Mettre en lumière le comportement des espèces face aux perturbations de leur environnement permet de mieux comprendre l’impact des variations du climat sur les écosystèmes. Telle est la démarche entreprise par une équipe de scientifiques du CNRS, du MNHN et de l’IRD qui étudie depuis le début des années 90 une colonie de manchots royaux de l’archipel de Crozet. En croisant les données accumulées au fil de ces années, sur le suivi en mer durant la reproduction et les paramètres démographiques de cette population d’oiseaux marins avec les anomalies climatiques affectant la température de l’océan dans cette partie du globe, les chercheurs ont démontré que ces dernières influençaient directement la survie de la colonie. Ces résultats publiés le 27 octobre dans la revue Nature communications suggèrent que l’élévation de température consécutive au réchauffement climatique pourrait contraindre le manchot royal à délaisser la région d’ici la fin du siècle.

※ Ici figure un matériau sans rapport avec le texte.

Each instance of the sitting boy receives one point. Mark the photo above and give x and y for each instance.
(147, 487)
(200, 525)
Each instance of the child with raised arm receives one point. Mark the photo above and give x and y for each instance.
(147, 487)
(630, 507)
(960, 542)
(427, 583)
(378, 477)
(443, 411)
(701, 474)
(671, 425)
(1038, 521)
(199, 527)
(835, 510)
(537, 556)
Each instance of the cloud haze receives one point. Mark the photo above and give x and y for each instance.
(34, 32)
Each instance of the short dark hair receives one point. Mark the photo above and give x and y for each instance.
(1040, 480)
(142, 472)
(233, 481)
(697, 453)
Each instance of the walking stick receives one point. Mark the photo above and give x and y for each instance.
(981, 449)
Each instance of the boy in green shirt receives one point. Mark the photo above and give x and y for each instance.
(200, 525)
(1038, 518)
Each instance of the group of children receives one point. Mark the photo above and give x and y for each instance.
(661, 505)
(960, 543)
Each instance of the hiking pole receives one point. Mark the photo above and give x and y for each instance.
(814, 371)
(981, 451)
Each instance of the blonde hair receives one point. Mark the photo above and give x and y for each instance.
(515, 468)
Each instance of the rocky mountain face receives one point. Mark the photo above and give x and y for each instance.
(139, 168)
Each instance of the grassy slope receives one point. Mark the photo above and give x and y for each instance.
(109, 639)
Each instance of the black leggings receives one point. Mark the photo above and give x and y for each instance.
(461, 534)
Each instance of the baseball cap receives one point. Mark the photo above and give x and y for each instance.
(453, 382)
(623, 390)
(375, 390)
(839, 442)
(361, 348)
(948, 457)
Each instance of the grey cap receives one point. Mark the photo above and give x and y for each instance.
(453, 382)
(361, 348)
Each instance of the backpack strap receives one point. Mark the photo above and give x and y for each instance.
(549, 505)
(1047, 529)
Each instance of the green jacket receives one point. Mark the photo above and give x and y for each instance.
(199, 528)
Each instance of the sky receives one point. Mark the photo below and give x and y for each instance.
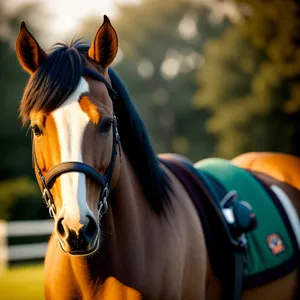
(68, 13)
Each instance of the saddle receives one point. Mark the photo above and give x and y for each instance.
(251, 254)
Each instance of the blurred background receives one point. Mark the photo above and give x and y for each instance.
(209, 78)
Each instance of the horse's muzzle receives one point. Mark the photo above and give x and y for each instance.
(83, 241)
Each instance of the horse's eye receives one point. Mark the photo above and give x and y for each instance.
(106, 126)
(36, 130)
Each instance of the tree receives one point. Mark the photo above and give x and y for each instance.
(250, 86)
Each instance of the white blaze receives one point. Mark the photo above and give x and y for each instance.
(71, 122)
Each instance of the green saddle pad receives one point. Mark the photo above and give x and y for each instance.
(269, 245)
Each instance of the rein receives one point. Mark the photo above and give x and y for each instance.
(104, 181)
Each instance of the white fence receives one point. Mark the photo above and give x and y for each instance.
(25, 251)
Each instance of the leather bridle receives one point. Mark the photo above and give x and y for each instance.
(47, 181)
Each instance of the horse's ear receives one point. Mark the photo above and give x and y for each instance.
(105, 45)
(29, 53)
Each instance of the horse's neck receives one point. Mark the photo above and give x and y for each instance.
(141, 249)
(127, 231)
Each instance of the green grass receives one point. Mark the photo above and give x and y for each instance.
(22, 283)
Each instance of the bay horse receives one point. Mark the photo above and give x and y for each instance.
(125, 226)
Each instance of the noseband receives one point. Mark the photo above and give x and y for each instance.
(104, 181)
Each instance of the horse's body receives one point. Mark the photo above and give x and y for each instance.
(165, 257)
(148, 249)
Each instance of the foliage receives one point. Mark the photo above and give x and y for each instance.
(250, 85)
(20, 198)
(161, 44)
(19, 194)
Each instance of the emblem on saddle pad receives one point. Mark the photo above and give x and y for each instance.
(275, 243)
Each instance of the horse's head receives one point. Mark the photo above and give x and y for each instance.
(68, 102)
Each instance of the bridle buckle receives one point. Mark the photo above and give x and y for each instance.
(50, 205)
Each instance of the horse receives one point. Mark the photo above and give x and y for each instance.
(125, 224)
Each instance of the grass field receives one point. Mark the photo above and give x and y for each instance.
(22, 283)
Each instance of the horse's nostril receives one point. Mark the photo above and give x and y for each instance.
(91, 229)
(60, 227)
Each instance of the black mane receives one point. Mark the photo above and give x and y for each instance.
(55, 80)
(59, 76)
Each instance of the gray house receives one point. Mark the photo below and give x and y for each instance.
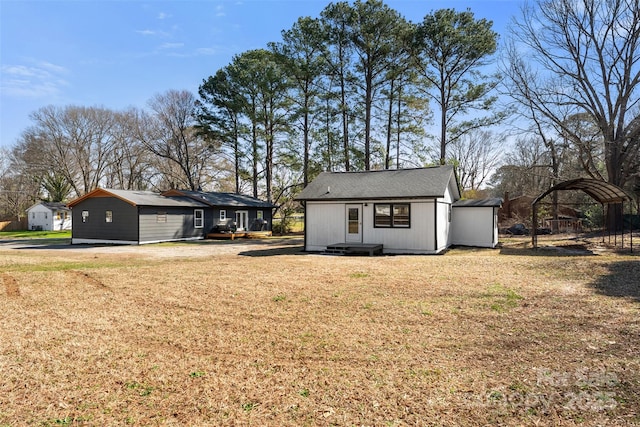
(398, 211)
(248, 213)
(139, 217)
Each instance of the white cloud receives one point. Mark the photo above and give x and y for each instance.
(171, 45)
(153, 33)
(206, 51)
(40, 79)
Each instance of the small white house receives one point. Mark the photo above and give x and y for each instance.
(406, 211)
(49, 216)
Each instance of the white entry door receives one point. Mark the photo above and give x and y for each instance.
(354, 224)
(242, 220)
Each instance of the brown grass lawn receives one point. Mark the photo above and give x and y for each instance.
(281, 338)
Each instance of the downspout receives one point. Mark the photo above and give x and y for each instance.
(138, 207)
(435, 225)
(304, 205)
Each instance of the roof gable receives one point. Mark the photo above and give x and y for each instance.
(383, 184)
(52, 206)
(478, 203)
(140, 198)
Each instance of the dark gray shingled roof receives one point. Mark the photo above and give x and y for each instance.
(224, 199)
(383, 184)
(474, 203)
(55, 205)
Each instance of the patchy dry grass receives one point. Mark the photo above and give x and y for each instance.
(473, 337)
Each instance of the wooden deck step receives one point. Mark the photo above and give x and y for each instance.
(354, 248)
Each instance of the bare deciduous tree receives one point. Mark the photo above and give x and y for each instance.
(477, 155)
(581, 58)
(170, 133)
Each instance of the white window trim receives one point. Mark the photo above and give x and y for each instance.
(198, 222)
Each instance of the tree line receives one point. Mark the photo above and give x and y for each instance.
(361, 88)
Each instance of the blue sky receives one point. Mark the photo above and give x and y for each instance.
(120, 53)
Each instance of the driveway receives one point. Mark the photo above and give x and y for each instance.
(199, 248)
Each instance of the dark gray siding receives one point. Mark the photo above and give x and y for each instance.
(124, 225)
(179, 224)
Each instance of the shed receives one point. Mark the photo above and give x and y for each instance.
(475, 222)
(404, 210)
(49, 216)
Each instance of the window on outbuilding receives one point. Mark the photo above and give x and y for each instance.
(396, 215)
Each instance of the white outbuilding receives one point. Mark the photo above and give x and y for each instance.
(404, 211)
(475, 222)
(49, 216)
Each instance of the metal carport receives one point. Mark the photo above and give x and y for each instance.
(603, 192)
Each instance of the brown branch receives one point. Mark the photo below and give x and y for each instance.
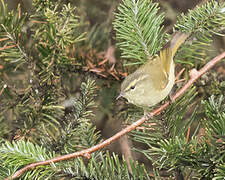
(87, 152)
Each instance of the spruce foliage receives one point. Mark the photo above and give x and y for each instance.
(44, 114)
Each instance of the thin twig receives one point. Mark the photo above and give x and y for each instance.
(87, 152)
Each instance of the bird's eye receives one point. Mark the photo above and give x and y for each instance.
(132, 87)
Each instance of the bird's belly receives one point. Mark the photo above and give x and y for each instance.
(152, 97)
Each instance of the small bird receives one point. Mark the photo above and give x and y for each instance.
(153, 81)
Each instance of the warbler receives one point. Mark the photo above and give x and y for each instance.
(153, 81)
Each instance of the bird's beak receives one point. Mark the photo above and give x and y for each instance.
(120, 95)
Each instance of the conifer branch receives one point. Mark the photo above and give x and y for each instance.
(87, 152)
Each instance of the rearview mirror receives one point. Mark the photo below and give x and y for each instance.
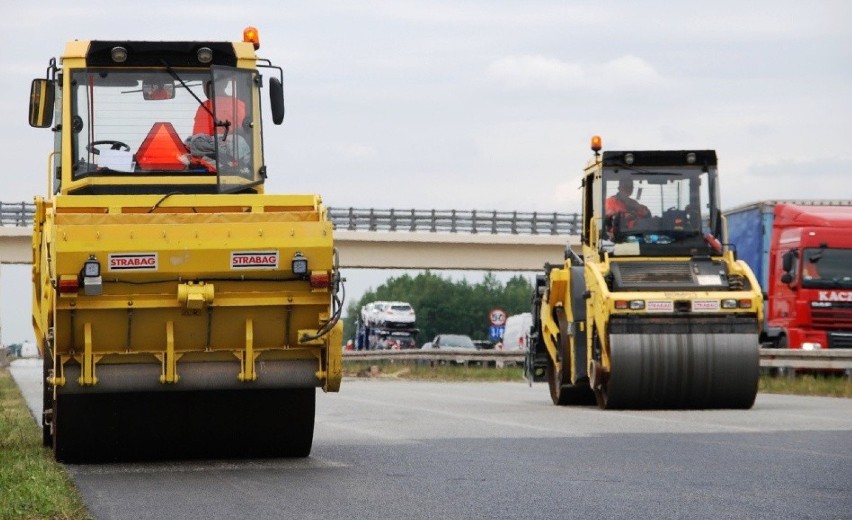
(276, 100)
(42, 97)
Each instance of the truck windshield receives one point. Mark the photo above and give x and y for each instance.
(143, 123)
(825, 267)
(670, 209)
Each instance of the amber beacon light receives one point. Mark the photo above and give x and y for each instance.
(250, 35)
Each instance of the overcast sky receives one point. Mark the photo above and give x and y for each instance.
(486, 104)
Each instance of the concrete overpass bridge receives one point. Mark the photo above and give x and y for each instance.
(398, 239)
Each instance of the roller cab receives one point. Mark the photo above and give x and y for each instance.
(653, 312)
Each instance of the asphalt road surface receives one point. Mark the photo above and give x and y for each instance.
(401, 449)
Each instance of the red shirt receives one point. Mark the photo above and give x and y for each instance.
(224, 110)
(629, 209)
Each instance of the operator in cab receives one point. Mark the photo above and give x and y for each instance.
(625, 207)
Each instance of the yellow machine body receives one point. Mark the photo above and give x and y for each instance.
(164, 277)
(653, 315)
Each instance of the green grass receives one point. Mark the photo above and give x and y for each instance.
(32, 485)
(831, 385)
(426, 372)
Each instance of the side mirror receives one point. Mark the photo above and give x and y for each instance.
(42, 98)
(787, 260)
(276, 100)
(153, 90)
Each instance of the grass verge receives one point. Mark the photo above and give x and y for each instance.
(32, 485)
(830, 385)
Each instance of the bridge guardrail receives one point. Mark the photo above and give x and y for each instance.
(18, 214)
(412, 220)
(840, 359)
(456, 221)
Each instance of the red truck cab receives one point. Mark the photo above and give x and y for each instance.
(809, 286)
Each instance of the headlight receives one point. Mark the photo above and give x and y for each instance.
(299, 264)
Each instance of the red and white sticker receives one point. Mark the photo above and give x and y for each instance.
(254, 260)
(132, 262)
(705, 305)
(660, 306)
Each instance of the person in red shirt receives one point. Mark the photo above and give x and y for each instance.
(228, 108)
(625, 206)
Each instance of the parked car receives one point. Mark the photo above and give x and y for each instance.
(516, 334)
(484, 344)
(453, 342)
(395, 314)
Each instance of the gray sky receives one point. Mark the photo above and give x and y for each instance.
(486, 104)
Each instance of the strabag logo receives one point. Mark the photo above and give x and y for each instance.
(254, 260)
(132, 262)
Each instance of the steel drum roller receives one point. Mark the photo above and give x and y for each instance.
(683, 370)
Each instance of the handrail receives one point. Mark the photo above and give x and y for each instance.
(825, 359)
(401, 220)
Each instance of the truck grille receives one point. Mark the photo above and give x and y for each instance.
(839, 340)
(838, 316)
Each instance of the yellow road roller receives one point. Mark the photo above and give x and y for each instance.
(653, 309)
(181, 311)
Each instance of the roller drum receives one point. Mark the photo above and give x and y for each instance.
(209, 424)
(682, 370)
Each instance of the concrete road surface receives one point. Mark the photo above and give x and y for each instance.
(397, 449)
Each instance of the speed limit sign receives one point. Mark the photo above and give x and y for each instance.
(497, 317)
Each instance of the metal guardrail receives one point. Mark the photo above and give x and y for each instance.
(435, 355)
(839, 359)
(411, 220)
(456, 221)
(18, 214)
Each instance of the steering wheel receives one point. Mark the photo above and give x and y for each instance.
(115, 145)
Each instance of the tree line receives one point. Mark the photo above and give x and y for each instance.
(444, 306)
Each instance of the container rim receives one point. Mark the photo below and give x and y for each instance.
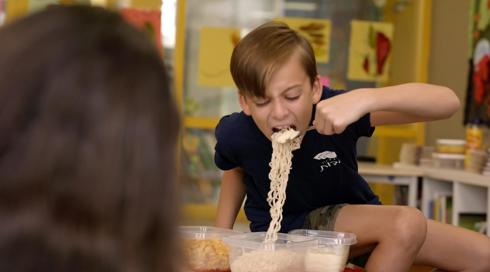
(205, 232)
(331, 237)
(255, 240)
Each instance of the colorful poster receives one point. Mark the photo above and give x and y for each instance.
(35, 5)
(215, 48)
(147, 20)
(370, 51)
(477, 109)
(316, 31)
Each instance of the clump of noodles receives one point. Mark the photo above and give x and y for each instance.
(283, 144)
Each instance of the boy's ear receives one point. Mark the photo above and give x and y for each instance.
(244, 104)
(317, 90)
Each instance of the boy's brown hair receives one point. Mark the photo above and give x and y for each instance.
(261, 52)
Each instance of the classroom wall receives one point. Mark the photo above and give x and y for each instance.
(448, 61)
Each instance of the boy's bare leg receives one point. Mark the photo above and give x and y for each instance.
(395, 234)
(454, 249)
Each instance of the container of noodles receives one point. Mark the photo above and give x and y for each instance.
(249, 252)
(204, 248)
(331, 253)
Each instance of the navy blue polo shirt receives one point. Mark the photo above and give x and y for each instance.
(324, 169)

L’archipel de Crozet, situé dans les Terres australes et antarctiques françaises, rassemble à lui seul près de 700 000 couples de manchots royaux soit plus de la moitié de la population mondiale de cet oiseau marin. Depuis plus de vingt ans, des biologistes du Centre d’Etudes Biologiques de Chizé (CEBC – CNRS/Univ. La Rochelle), de l’Institut pluridisciplinaire Hubert Curien (IPHC – CNRS/Univ. Strasbourg), du Centre d’Ecologie Fonctionnelle et Evolutive (CEFE – CNRS/Univ. Montpellier/ Univ.Paul-Valéry Montpellier 3) et du Laboratoire d’Océanographie et du Climat : Expérimentations et Approches Numériques (LOCEAN – CNRS/UPMC/MNHN/IRD) étudient plus particulièrement une colonie de l’île de la Possession avec le soutien de l’Institut polaire français Paul-Émile Victor (IPEV). En l’espace de 20 ans, les scientifiques ont ainsi recueilli de précieuses informations sur l’état de santé de cette colonie de 20 000 couples et celui des poussins qu’ils élèvent chaque année. En équipant chaque été jusqu’à une dizaine d’oiseaux adultes de balises Argos, les chercheurs ont également pu mesurer durant 16 saisons de reproduction, le temps qu’ils passent à pêcher en mer, la distance parcourue et l’itinéraire emprunté afin de trouver la nourriture pour eux-mêmes et leur progéniture.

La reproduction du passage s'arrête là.